The senator would do well to follow the lead of Hillary Clinton, her own party’s presidential nominee, who in her concession speech on Wednesday encouraged the rest of the country to keep an open mind about President-Elect Trump. Families and voters in Sen. Warren’s part of the country as well as across this land are counting on her and other elected leaders to exemplify graciousness in defeat and concern for the safety of the citizenry.
On Thursday night, riots continued on the streets of U.S. cities, some turning dangerous. In Portland, Oregon, 29 people were arrested for rioting, a Class C felony. Families need leaders that tamp down hysteria and do not incite drama.

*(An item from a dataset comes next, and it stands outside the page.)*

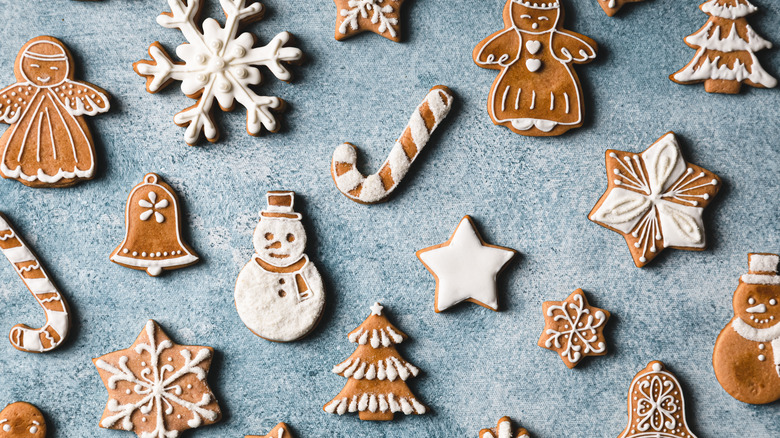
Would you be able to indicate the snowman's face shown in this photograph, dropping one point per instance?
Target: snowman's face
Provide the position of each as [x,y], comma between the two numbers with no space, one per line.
[279,241]
[758,305]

“It is so important that Democrats — especially highly visible Democrats — work to calm down angry Americans who can’t seem to get a grip on themselves,” one Boston-area dad of three told LifeZette. “People are out there smashing car windows and lighting firecrackers. Kids are watching. They’re seeing adults handle disappointment through violence.”

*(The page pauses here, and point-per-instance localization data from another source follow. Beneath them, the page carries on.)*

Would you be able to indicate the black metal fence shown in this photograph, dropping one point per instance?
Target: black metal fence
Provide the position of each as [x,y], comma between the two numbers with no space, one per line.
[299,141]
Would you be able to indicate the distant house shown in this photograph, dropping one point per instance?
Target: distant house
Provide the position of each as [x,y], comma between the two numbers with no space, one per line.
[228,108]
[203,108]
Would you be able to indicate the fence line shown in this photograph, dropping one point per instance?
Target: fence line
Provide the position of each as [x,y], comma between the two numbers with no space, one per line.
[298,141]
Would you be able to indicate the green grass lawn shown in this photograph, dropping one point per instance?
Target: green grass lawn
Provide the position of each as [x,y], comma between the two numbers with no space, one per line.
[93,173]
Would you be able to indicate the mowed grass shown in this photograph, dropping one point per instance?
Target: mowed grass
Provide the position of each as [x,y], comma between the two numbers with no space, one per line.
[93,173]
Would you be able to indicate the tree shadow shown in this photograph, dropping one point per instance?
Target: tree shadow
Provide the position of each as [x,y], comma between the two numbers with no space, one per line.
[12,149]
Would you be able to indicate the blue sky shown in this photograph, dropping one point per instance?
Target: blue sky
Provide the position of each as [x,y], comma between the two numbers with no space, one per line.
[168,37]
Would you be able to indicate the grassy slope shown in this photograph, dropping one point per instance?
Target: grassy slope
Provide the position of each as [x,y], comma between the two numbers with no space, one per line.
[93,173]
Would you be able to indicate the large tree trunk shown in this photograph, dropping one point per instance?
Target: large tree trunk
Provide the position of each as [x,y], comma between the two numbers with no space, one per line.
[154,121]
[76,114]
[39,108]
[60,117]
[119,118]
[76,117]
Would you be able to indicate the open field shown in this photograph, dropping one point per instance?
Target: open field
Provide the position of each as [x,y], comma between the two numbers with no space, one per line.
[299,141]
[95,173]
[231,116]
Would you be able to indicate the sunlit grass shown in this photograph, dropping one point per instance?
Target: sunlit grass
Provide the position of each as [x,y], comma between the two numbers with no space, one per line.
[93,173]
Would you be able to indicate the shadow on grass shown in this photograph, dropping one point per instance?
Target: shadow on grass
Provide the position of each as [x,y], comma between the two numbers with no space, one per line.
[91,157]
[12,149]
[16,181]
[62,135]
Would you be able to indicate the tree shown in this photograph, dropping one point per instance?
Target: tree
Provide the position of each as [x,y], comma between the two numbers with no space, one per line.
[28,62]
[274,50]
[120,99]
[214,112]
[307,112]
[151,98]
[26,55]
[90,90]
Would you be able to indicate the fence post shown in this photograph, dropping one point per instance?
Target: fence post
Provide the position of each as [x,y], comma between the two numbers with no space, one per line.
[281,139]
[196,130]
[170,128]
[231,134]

Clearly this is not a lesson we want for our children. Instead, grace, graciousness, unity, reconciliation — all of these qualities are needed and important.
Said Warren in her AFL-CIO remarks, “We will stand up to bigotry. There is no compromise here. We will fight back against attacks on Latinos, on African-Americans, on women, on Muslims, on immigrants, on disabled Americans, on anyone … Whether Donald Trump sits in a glass tower or sits in the White House, we will not give an inch on this, not now, not ever,” she continued.
Warren may be an elected legislator — but apparently she is forgetting a sense of responsibility to her constituents.
“Sen. Elizabeth Warren is notorious for ducking the media,” noted Boston Magazine in March of 2016. “Whether she’s sneaking through the halls of the U.S. Capitol or ducking out the backdoor of an event in Massachusetts, Warren has mastered the art of avoiding reporters’ questions whenever possible.”
All people across the nation need to accept President-Elect Trump and give him a fair shot at uniting the country.
Warren also told Maddow on Thursday, “This [loss] is painful, this really and truly hurts, and we have to remember how Donald Trump started this campaign … his entire campaign was fueled on racism and bigotry.”
“He won — and now Latinos and Muslim-American children are worried about what will happen to their families,” Warren insisted to the fat cats of the AFL-CIO. “LGBT couples are worried that their marriages could be dissolved by a Trump-Pence Supreme Court. Women are worried that their access to desperately needed health services will disappear.”
Trump has not served a single day in office. He was elected just days ago. President Obama himself graciously welcomed President-Elect Trump to the White House this week and said his highest priority is to help lead the transition of power to the newly elected commander-in-chief. The incendiary remarks of Sen. Warren — who may harbor future presidential aspirations herself — or any elected leader aren’t helpful. She and others need to give Trump the benefit of the doubt — just as Massachusetts voters gave her when she was elected.